Today the dollar posted its largest one-day decline against the euro since that currency was created.
I am rebalancing my investment portfolio to account for the market’s recent gyrations – and the fact that our government is attempting to make the dollar even more worthless than it currently is. Several years ago I was in a similar mood and found EverBank, a bank that issues a number of CD products tied to foreign currencies (effectively getting your saving out of dollars into something that’s not dollar-denominated).
I am not preparing for a complete meltdown or the end of civilization: I am preparing for a prolonged economic depression. My main goal is to preserve the value of my capital while earning at least some return on my investments. My investment portfolio is modest, but large enough that I can’t practically or safely (from a diversification standpoint) convert it into tangible assets. I have as much gold and equities as I’m comfortable holding, so I am looking for safe places to spread my remaining cash. At least to some extent, I’m going to use world currencies to do this. They could very well get dragged down in a global depression but in any event would probably fare better and recover faster than the dollar.
EverBank’s site for the CD products offers both single-currency and multi-currency CDs. Any readers with investment portfolios large enough to truly diversify should take a close look at one or more of these products.
One more thing… When choosing to deal with an unknown bank, make sure they are FDIC insured by using the FDIC’s bank finder: Whether the FDIC will even exist in coming years is debatable, but at least if an institution is FDIC insured, you know it’s not a bunch of Nigerian “419” scammers with a fake bank-like web site. The FDIC does insure CDs denominated in other currencies, but does not protect against a rise in the value of the dollar against your chosen currencies. That is, much like SIPC [Securities Investor Protection Corporation] insurance, the FDIC protects you against malfeasance on the part of the bank but not against investment risk. Best, – Matt R.
JWR Replies: Although I advocate in investing tangible barterable first, I do recommend diversifying out of US dollar-denominated investments.
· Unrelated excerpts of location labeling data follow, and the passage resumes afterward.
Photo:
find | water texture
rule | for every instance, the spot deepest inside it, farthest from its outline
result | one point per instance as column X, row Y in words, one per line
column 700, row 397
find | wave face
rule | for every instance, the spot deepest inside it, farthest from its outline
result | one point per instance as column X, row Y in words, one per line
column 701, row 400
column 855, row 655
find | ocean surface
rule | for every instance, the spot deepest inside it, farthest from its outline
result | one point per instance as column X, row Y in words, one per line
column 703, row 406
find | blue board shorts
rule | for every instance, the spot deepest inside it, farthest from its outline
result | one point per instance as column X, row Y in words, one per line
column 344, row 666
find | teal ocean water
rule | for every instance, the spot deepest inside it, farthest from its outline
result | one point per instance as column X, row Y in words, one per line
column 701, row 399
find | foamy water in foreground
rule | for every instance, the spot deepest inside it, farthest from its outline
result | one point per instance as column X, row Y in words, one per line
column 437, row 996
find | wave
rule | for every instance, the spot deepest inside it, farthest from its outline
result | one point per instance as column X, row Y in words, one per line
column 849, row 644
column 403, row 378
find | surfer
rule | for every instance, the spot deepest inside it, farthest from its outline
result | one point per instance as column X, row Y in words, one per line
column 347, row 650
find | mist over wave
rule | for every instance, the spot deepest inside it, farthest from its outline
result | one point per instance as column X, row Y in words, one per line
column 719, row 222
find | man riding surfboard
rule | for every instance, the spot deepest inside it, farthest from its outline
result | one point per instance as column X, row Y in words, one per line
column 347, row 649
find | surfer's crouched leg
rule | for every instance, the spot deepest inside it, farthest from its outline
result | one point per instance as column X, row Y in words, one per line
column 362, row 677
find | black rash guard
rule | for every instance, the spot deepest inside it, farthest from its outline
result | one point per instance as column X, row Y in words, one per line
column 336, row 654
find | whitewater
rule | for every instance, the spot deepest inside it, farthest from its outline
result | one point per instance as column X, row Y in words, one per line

Everbank has a good reputation but keep in mind that there is risk when investing with any fiat currency. (In our generation the national currencies are all unredeemable for precious metals and they all suffer, from one degree to another to the gradual gnawings of inflation.) The best time to transition from dollars to another currency is naturally when the dollar has a short term spurt of strength. Watch the US Dollar Index (USDI) closely, and dump your dollars during a good week. (The recent dollar bounce, for example, was a good opportunity. There will likely be others, but in my estimation the USDI is headed south of 72 soon, and the dollar might remain relatively weak for many years.